Public relations professionals know the ins and outs of editorial guidelines with “on background” policies and the unspoken honor system that typically goes hand-in-hand with these types of conversations. Lately, however, various news outlets have started resetting their editorial guidelines and no longer accept on background materials, with WIRED stating:
“Anyone talking to WIRED reporters in any official capacity does so on the record by default. This means that what you say or write can be quoted and attributed to you by name, not just as ‘a company spokesperson.’ We typically allow anonymity only to sources who could face retaliation or be endangered by the information they provide, and when we do so we explain our reasons to readers. As Julia Angwin, editor in chief of the Markup, has noted, ‘Corporate spokespeople who are paid to provide information simply don’t meet the criteria for being granted anonymity.’”
Meanwhile, The Verge had this to say:
“We’re [updating our public ethics policy] because big tech companies in particular have hired a dizzying array of communications staff who routinely push the boundaries of acceptable sourcing in an effort to deflect accountability, pass the burden of truth to the media, and generally control the narratives around the companies they work for while being annoying as hell to deal with.”
Yikes – it looks like we may have forgotten what we learned during our formative years in the communications field.
So why the sudden influx of media outlets revising their editorial guidelines? Put simply, clarity and trust. Edelman’s latest Trust Barometer report revealed “a vicious cycle of distrust fueled by government and media,” with 67% of respondents believing they are being lied to by reporters, while 46% view the media as a “divisive force in society.” The most trusted news source? 61% of respondents claimed businesses are the only institution they still look to for accurate, truthful news.
This may be an unpopular opinion, but I have to agree with the journalists here. While it can be frustrating for PR professionals looking to secure early coverage for their latest product announcement, we must remember that sharing news with journalists on background is an agreement between both parties, decided on only after the journalist has accepted the terms. Sharing confidential information with reporters puts the onus on them to keep your “secret.” Take New York Times reporter Judith Miller for instance – in 2005 she was held in contempt of court and subsequentially arrested for refusing to give up her source in a CIA case.

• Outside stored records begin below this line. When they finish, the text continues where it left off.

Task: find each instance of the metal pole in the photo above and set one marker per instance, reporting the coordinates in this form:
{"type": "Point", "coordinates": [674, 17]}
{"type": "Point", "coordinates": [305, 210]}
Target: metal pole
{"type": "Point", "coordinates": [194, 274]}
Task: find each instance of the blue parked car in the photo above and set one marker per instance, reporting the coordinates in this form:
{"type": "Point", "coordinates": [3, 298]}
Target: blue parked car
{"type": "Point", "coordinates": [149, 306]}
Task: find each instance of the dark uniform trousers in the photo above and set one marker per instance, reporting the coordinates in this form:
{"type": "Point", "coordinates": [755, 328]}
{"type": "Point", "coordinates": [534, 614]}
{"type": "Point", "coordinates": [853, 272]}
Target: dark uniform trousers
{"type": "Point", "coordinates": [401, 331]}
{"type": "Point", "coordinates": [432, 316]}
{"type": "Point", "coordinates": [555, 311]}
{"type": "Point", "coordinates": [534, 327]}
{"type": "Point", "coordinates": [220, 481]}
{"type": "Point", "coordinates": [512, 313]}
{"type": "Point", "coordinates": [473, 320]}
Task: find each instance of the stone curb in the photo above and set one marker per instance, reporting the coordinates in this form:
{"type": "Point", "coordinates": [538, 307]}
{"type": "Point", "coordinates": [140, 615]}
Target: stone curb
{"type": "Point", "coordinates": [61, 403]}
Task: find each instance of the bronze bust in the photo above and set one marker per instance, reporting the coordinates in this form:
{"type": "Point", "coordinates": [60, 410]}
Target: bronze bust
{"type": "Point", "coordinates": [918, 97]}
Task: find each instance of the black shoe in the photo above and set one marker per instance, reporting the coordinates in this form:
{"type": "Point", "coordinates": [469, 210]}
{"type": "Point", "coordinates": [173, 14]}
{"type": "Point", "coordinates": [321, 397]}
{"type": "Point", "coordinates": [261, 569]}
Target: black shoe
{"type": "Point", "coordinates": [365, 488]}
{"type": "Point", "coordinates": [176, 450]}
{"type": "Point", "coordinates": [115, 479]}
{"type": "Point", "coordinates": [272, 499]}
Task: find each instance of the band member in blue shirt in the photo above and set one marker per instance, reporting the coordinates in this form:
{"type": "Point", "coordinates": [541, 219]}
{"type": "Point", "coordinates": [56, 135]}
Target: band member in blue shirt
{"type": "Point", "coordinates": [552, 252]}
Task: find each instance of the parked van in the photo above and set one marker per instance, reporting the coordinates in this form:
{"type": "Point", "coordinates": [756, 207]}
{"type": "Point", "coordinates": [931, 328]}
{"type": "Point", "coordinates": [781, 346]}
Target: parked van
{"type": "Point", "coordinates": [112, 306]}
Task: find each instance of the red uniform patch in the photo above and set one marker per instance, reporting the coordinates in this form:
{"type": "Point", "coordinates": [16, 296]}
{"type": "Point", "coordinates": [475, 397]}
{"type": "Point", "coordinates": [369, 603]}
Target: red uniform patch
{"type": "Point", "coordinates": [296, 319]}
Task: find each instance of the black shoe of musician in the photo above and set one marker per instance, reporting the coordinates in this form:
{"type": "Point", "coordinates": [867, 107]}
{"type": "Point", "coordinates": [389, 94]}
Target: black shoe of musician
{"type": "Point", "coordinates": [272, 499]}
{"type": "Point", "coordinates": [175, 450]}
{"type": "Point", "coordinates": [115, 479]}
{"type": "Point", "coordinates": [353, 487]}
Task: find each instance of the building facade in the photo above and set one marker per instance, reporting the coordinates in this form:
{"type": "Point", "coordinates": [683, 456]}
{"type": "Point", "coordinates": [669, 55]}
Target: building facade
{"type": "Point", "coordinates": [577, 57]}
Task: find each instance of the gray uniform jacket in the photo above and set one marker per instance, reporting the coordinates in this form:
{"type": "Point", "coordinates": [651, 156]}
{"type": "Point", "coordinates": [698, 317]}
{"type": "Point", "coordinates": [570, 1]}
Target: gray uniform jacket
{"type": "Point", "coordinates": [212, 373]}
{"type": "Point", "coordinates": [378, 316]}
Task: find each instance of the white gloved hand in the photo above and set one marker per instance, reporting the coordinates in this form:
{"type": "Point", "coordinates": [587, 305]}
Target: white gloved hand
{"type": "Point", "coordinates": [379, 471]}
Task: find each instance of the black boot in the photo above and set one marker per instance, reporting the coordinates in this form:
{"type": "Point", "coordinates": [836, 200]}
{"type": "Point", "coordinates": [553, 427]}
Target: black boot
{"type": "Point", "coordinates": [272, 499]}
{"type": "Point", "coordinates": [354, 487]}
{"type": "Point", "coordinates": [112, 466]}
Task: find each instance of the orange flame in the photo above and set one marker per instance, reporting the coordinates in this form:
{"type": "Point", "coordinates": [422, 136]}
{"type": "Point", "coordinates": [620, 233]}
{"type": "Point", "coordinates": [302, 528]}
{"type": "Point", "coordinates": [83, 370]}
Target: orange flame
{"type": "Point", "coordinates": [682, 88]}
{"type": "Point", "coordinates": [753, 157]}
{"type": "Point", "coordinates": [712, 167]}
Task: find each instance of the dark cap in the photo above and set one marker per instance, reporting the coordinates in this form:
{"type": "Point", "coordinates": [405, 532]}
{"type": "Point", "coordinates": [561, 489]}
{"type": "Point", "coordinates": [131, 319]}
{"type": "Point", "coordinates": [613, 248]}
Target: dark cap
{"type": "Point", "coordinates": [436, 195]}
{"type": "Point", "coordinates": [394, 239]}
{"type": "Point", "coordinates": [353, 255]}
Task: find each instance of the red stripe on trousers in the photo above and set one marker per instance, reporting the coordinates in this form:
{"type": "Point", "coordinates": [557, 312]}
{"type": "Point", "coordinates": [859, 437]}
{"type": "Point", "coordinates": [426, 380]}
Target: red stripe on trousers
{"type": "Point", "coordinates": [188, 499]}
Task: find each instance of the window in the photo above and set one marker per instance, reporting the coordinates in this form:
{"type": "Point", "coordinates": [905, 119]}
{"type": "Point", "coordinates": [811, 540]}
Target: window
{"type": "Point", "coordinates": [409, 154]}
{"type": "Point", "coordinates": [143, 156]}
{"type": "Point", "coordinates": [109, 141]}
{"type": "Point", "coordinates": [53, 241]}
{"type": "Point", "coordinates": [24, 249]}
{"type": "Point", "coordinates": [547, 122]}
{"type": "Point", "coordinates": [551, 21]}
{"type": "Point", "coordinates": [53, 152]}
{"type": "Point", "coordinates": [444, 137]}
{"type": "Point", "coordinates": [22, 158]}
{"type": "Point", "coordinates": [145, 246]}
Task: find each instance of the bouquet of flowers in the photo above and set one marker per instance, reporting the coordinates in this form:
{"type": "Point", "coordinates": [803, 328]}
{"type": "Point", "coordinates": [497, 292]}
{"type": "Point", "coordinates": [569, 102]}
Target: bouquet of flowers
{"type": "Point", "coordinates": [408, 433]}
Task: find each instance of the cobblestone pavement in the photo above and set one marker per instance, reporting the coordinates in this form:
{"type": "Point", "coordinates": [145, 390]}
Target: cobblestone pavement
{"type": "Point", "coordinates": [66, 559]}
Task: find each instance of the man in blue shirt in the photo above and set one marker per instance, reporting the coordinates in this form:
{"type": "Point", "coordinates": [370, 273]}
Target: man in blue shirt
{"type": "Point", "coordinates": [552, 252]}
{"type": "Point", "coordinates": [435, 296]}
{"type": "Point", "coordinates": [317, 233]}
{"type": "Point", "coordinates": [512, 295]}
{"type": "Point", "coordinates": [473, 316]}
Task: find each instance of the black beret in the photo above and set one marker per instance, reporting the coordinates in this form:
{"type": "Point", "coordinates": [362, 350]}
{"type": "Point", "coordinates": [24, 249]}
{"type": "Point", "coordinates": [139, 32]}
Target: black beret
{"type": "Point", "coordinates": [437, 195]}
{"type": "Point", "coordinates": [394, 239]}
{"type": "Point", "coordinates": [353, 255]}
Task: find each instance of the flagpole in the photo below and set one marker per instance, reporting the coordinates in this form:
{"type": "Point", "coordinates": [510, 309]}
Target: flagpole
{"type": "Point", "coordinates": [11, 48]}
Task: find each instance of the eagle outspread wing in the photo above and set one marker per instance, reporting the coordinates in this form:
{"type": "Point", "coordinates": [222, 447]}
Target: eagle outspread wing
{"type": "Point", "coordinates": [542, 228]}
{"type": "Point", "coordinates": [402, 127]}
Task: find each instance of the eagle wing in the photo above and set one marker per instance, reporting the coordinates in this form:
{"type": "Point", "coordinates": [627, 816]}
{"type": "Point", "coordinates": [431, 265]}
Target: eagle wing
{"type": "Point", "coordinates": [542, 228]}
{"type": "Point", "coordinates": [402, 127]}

On background can also come back to bite PR pros in the butt. Last summer Apple planned to release new software aimed at fighting child pornography by scanning and hashing photos stored on iPhones and comparing them to hashed CSAM (child sexual abuse material) online, then reporting devices with too many “questionable” images to Apple servers. This kind of scanning system can leave users vulnerable; the Electronic Frontier Foundation (EFF) released a statement lampooning the software, deeming it “a thoroughly documented, carefully thought out and narrowly scoped backdoor.” Not surprisingly, Apple delayed the launch and attempted placing the blame on its public relations team.
Despite trying to offload their problem elsewhere, the company was hit with backlash. The Apple PR team went into crisis mode and reached out to the media for correction, but only on background, as they refused to provide attribution. One of those media outlets was unimpressed; a Washington Post reporter is quoted as saying:
“Apple spokesperson Fred Sainz said he would not provide a statement on [the] announcement because The Washington Post would not agree to use it without naming the spokesperson.”
Bad news for Apple, who essentially said “no comment,” a well-known phrase many people often equate with guilt.
When it comes to on background discussions, always make sure the reporter knows who the source is as well as any guidelines they must follow, such as embargo times. Adding to that, it’s important to not share anything with a journalist you wouldn’t want to see published. With the current state of the media, you never know when things can be leaked. Your best bet is to play it safe and keep sensitive information out of the conversation altogether.
Oh, and by the way, you can quote me on this – it’s not on background.